A staunch believer in nonconformity, she advocates passionately for everyone’s right of expression of individuality, uniqueness, and talent. Deborah is a featured speaker in a national program to inspire and motivate young people in schools and colleges. This program’s short film is now part of the ‘Positive ID’ exhibition at Leeds Museum.
Deborah now runs her own production company, Starjack Entertainment, with her business partner Pamela S. K. Glasner and the company has a slate of films across all genres.
Deborah spearheaded the creation of an annual rock festival, Full Moon Dog Festival, which launched in England on 1st October 2011 to rave reviews. The festival honours the memory of Deborah’s brother, Asomvel lead singer and bass guitarist, Jay-Jay Winter, and will increase in size each year, ultimately becoming one of the finest rock festivals in Europe. The 2012 festival was recorded for a film entitled 'Madder Than a Full Moon Dog' which was written, produced, and directed by Deborah. Her third film, 'The Calicoon', is scheduled to shoot in 2013
Producer Pamela S. K. Glasner
Pamela is a published author, filmmaker, historian and social advocate. She has a popular blog on the Huffington Post and has also written several short stories. To date, three of her works are being made into films: Last Will and Embezzlement, a documentary examining the financial exploitation of the elderly,The Calicoon, a Hitchcock-style psychological thriller/horror, and Finding Emmaus, a docu-drama exploring the treatment and mistreatment of the mentally ill over the course of about 350 years.
Originally from New York City, born in 1953, Ms. Glasner moved to Connecticut with her family at eighteen. A Dean’s List student, she graduated from Eastern Connecticut State University with a degree in English and secondary education, with concentrations in psychology and sociology.
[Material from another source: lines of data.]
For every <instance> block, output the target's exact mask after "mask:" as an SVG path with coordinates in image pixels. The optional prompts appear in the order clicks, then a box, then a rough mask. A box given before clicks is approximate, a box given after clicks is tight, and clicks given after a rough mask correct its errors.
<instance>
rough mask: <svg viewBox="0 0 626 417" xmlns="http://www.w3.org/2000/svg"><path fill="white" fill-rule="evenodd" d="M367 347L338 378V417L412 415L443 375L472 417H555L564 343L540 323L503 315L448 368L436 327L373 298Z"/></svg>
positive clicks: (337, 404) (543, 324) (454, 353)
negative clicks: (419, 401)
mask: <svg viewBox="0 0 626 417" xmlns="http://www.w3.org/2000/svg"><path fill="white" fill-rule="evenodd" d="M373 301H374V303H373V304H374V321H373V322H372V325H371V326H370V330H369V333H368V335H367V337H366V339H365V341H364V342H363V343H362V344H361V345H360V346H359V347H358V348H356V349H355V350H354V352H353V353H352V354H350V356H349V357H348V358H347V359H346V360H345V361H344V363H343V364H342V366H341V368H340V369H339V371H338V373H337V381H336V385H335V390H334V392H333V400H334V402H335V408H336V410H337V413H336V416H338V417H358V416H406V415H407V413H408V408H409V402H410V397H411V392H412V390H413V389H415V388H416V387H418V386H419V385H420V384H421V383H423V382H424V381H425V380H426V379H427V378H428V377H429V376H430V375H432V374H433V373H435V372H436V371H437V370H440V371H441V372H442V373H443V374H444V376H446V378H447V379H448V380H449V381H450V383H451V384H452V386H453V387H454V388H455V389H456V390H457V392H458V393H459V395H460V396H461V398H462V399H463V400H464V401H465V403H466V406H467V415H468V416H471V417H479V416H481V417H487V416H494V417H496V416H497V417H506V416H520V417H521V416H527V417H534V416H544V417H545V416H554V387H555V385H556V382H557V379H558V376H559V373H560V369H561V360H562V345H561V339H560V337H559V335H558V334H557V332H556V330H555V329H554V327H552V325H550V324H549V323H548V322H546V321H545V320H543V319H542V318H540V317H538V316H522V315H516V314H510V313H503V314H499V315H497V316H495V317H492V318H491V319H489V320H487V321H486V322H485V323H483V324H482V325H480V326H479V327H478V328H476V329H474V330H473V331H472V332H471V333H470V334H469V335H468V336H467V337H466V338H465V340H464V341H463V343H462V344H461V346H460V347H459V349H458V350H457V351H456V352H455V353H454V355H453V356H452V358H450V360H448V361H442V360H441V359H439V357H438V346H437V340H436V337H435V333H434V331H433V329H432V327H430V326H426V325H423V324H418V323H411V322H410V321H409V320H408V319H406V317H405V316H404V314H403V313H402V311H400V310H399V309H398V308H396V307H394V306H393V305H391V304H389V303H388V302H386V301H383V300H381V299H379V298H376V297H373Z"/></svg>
Because her work required a considerable amount of historical research in both the US and the UK, in addition to being a member of the Connecticut Historical Society, Ms. Glasner is also a Registered Reader at both the Royal Society of London and the British Library. Additionally, she is a member of the Academy of Science Fiction, Fantasy & Horror Films.
She attributes her love of architecture and antique restoration — two aspects of her life which are woven into the fabric of Finding Emmaus — to her grandfather who, after emigrating to the US from Austria in the 1920’s, became an iron worker and joined the ranks of those who left their legacy in the form of New York City’s incomparable skyline. But her real hero, though gone nearly forty years, is still her grandmother, whose strength, courage and unfailing faith taught her that “nothing and no one can keep you from your heart’s desire without your permission and your cooperation.”
Ms. Glasner lives in rural Connecticut where she continues working on The Lodestarre Series as well as several other new projects.